The conversation was brief. Max said, “I'm putting the information out as we speak. We'll see what this gets. Again, many thanks. This could reel in our fish.” And he hung up.

When Joe ended the call Ryan grinned and caught him up in a hug that, as usual, deeply embarrassed him.

When he explained what the ferals had found, she hugged him again, and he felt her tear dampen his cheek. “Those dear clowder cats. I can't believe they've grown so close to humans—­to care about human problems, to get that information to you.”

She looked at him, frowning. “If you hadn't been here, do you think one of them would have come down into the village to find you? The village, the streets and buildings, seem so threatening to them.”

“You and Kate were here, you're here every day. And Charlie. It was Charlie who sprung that trap for them when one of them was captured, sprung it and crushed it.” Joe looked at her coolly. “They would have come to you,” he said with assurance.

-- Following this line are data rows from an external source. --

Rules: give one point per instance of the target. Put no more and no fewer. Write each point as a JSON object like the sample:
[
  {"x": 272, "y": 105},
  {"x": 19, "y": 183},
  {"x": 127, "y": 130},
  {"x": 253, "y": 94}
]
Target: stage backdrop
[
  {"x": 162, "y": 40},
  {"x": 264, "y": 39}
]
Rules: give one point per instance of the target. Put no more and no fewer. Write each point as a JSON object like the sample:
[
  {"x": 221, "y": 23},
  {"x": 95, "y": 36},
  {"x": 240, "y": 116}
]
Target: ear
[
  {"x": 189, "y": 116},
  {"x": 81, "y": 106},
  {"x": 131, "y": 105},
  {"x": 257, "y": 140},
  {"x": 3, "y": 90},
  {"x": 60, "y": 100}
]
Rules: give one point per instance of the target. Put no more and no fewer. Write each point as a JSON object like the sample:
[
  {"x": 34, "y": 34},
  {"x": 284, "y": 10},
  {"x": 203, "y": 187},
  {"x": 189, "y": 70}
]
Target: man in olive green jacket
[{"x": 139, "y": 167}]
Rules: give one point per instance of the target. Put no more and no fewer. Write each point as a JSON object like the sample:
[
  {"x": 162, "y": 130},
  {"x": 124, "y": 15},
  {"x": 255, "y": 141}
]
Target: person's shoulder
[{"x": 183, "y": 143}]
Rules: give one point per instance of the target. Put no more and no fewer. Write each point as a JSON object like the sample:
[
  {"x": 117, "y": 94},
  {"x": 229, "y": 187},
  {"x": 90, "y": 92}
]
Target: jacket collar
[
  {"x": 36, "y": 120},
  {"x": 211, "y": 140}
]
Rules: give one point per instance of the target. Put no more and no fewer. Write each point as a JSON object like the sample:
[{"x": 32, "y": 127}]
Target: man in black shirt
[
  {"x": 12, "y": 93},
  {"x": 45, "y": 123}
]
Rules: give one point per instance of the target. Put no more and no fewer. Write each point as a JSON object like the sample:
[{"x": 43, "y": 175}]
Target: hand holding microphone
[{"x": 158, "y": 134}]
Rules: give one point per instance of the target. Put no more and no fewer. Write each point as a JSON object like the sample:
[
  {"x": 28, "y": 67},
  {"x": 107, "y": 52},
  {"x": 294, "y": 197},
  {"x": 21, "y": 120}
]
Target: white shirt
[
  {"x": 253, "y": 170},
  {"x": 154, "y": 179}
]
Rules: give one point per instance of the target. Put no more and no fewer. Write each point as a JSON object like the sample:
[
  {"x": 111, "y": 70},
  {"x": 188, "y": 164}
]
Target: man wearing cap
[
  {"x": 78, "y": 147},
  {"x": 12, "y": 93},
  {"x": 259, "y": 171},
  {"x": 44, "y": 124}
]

She nodded. “They've helped us, helped the law before. They
do
trust humans. When Sage was so badly hurt by that killer—­when he was so scared—­he put all his trust in John Firetti to help him—­and that was hard,” she said. “Sage was scared to death. But now,” she said, “what made Tekla and Sam turn up in the hills onto that narrow little road instead of hitting the freeway?”

“When they left the rental,” Joe said, “did they see an unmarked surveillance car? Or
thought
they saw one? Or they passed a black-­and-­white cruising, maybe it slowed to watch them?”

She smiled. “Whatever happened, they got nervous. Found a place to hole up until dark,
then
they doubled back to the freeway.” She started the car, glancing down at Joe. “I guess you'll want a ride down to the station, to see how this falls out?”

“I guess I'd like that,” Joe Grey said, twitching a whisker.

“The law will find them now, Joe, with this information. They're sure to stay on the freeways if they want to make any distance.”

“Right. But which freeway?” He thought of the tangle of highways that led out of Molena Point. “Which freeway, Ryan? And heading where?”